Maximum number of rows [500000] reached

Hi Druid Gurus,

We are using Druid in combination with Plyql+Tableau. In the Tableau dashboard, we are populating all accounts (customer’s business name) and have enabled a search button for end user to search and select.

This strategy is working well but is failing now as one of our data set has close to 2.1 million accounts. Whenever Plyql+Tableau was triggering a query to get the list of accounts, the query was failing as Druid’s query result limit is set to 500,000. We have been actually having the below config in our broker’s runtime.properties

druid.query.groupBy.maxIntermediateRows=20000000

druid.query.groupBy.maxResults=20000000

But the below Druid query is failing with the error shown below. How do we increase the result row limit?

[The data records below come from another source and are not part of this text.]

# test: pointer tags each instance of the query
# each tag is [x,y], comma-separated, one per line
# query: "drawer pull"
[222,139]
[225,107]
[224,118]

Is there any other place where we need to mention this setting?

{

“queryType”: “groupBy”,

“dataSource”: “ai_credit_by_account”,

“granularity”: “all”,

“dimensions”: [

“account_id”

],

“aggregations”: [

{

“type”: “doubleSum”,

“name”: “usd_amt”,

“fieldName”: “usd_amt”

}

],

“intervals”: [

“2016-11-01/2017-12-02”

]

}

[pp_paz_pci_admin@ccg01druid02 queries]$ curl -X ‘POST’ -H ‘Content-Type:application/json’ -d @ai_credit_by_account.json ccg01druid02.ccg01.phx.inc.com:8082/druid/v2/?pretty

{

“error” : “Resource limit exceeded”,

“errorMessage” : “Maximum number of rows [500000] reached”,

“errorClass” : “io.druid.query.ResourceLimitExceededException”,

“host” : null

}

Hey Kasi,

That’s a groupBy v1 error; If you upgrade to Druid 0.10.0+ then you’ll get groupBy v2 by default, which doesn’t have a row-based limit. It does have byte-based limits, which you can read about on http://druid.io/docs/latest/querying/groupbyquery.html. Note also that the error messages for exceeding those limits will improve and become more clear in Druid 0.10.1, which has a release candidate out now.